亚洲男人的天堂2018av,欧美草比,久久久久久免费视频精选,国色天香在线看免费,久久久久亚洲av成人片仓井空

We propose the AdaPtive Noise Augmentation (PANDA) procedure to regularize the estimation and inference of generalized linear models (GLMs). PANDA iteratively optimizes the objective function given noise augmented data until convergence to obtain the regularized model estimates. The augmented noises are designed to achieve various regularization effects, including $l_0$, bridge (lasso and ridge included), elastic net, adaptive lasso, and SCAD, as well as group lasso and fused ridge. We examine the tail bound of the noise-augmented loss function and establish the almost sure convergence of the noise-augmented loss function and its minimizer to the expected penalized loss function and its minimizer, respectively. We derive the asymptotic distributions for the regularized parameters, based on which, inferences can be obtained simultaneously with variable selection. PANDA exhibits ensemble learning behaviors that help further decrease the generalization error. Computationally, PANDA is easy to code, leveraging existing software for implementing GLMs, without resorting to complicated optimization techniques. We demonstrate the superior or similar performance of PANDA against the existing approaches of the same type of regularizers in simulated and real-life data. We show that the inferences through PANDA achieve nominal or near-nominal coverage and are far more efficient compared to a popular existing post-selection procedure.

相關內容

We consider the problem of signal estimation in generalized linear models defined via rotationally invariant design matrices. Since these matrices can have an arbitrary spectral distribution, this model is well suited for capturing complex correlation structures which often arise in applications. We propose a novel family of approximate message passing (AMP) algorithms for signal estimation, and rigorously characterize their performance in the high-dimensional limit via a state evolution recursion. Our rotationally invariant AMP has complexity of the same order as the existing AMP derived under the restrictive assumption of a Gaussian design; our algorithm also recovers this existing AMP as a special case. Numerical results showcase a performance close to Vector AMP (which is conjectured to be Bayes-optimal in some settings), but obtained with a much lower complexity, as the proposed algorithm does not require a computationally expensive singular value decomposition.
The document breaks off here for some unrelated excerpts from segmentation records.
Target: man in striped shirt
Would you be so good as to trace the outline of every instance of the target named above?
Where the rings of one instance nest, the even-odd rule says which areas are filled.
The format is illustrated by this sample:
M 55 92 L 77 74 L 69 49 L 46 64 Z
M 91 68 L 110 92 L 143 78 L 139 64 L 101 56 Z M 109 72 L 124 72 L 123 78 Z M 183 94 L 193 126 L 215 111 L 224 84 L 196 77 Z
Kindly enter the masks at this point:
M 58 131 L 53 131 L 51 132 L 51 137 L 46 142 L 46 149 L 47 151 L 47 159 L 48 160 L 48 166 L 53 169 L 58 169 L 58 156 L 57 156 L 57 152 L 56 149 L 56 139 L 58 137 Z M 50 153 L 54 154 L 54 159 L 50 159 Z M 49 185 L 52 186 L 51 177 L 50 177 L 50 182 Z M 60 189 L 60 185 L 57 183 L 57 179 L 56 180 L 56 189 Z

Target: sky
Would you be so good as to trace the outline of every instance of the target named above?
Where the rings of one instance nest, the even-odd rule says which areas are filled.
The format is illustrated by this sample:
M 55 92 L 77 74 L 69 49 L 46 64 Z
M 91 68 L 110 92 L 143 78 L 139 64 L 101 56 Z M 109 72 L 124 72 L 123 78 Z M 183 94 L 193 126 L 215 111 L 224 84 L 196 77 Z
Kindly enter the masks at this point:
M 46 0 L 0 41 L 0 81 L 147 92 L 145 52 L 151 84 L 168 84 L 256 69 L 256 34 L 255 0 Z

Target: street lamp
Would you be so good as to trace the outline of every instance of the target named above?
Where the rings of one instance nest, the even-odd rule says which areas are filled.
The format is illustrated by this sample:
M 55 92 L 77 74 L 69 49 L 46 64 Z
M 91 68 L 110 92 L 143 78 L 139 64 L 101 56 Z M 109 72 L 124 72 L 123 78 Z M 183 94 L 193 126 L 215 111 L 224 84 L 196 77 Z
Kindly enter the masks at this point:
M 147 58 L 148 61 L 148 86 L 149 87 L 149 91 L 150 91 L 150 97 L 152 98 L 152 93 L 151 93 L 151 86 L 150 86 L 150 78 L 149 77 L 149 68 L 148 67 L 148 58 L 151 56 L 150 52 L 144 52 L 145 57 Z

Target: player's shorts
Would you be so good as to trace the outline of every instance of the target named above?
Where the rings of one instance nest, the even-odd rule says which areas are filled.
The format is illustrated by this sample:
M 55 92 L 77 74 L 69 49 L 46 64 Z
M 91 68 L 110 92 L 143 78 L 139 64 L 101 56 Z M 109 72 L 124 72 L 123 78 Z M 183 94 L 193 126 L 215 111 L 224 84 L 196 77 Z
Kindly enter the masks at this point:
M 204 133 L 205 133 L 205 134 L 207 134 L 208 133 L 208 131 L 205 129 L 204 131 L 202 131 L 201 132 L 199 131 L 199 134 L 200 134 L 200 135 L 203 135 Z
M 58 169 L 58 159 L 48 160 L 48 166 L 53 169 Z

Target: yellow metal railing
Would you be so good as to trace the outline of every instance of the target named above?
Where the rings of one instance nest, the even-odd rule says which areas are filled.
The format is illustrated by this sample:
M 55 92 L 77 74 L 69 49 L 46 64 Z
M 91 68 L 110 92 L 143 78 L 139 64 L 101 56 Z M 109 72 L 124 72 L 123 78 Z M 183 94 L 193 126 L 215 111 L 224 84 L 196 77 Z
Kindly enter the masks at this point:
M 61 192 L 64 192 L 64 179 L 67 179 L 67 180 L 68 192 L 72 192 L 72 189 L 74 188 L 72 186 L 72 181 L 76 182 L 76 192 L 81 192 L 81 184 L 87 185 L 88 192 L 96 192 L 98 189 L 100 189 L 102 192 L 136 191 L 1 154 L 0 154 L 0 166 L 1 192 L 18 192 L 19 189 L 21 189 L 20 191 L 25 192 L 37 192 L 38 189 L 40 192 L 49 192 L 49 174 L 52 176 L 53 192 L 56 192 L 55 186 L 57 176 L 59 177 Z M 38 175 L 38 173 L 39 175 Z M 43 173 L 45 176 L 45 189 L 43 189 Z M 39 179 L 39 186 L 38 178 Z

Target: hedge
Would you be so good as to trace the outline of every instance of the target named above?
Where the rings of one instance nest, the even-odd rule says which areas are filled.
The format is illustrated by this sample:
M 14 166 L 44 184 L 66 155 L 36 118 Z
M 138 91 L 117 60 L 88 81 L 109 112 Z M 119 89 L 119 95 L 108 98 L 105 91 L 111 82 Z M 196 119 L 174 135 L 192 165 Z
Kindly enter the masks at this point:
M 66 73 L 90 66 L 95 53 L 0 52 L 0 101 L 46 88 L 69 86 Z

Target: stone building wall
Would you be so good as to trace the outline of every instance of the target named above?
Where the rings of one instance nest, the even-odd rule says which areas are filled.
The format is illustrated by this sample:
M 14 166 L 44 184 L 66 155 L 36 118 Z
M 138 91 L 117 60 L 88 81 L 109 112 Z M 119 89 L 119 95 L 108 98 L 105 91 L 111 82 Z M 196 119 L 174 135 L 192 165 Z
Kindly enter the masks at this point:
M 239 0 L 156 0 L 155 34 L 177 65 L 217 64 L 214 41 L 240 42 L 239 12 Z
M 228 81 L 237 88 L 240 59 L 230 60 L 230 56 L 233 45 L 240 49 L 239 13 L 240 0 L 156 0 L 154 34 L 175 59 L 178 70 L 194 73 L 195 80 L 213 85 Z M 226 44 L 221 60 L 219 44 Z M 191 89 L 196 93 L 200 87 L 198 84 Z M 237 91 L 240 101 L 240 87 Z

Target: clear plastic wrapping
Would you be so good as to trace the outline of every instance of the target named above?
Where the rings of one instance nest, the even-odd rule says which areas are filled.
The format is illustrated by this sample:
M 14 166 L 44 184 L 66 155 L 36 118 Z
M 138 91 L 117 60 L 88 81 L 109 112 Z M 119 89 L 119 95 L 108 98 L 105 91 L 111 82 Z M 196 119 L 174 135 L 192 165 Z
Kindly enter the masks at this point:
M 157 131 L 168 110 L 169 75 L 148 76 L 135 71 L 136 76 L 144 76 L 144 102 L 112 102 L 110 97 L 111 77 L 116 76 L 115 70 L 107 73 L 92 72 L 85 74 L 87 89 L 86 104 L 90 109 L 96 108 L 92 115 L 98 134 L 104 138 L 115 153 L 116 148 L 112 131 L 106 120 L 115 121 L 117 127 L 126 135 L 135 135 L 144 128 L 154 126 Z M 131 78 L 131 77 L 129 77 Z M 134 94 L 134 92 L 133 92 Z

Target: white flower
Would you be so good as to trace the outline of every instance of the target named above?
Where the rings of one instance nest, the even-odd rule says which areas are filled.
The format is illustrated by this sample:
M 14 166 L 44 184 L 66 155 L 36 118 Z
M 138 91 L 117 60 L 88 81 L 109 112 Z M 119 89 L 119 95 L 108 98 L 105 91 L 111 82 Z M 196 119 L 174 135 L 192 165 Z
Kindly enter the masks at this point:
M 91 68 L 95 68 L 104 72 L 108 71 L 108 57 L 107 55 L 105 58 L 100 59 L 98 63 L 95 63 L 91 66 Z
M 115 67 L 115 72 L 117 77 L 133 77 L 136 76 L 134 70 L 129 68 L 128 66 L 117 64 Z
Graph-based data structures have drawn great attention in recent years. The large and rapidly growing trend on developing graph processing systems focuses mostly on improving the performance by preprocessing the input graph and modifying its layout. These systems usually take several hours to days to complete processing a single graph on high-end machines, let alone the overhead of pre-processing which most of the time can be dominant. Yet for most graph applications the exact answer is not always crucial, and providing a rough estimate of the final result is adequate. Approximate computing is introduced to trade off accuracy of results for computation or energy savings that could not be achieved by conventional techniques alone. In this work, we design, implement and evaluate GraphGuess, inspired from the domain of approximate graph theory and extend it to a general, practical graph processing system. GraphGuess is essentially an approximate graph processing technique with adaptive correction, which can be implemented on top of any graph processing system. We build a vertex-centric processing system based on GraphGuess, where it allows the user to trade off accuracy for better performance. Our experimental studies show that using GraphGuess can significantly reduce the processing time for large scale graphs while maintaining high accuracy.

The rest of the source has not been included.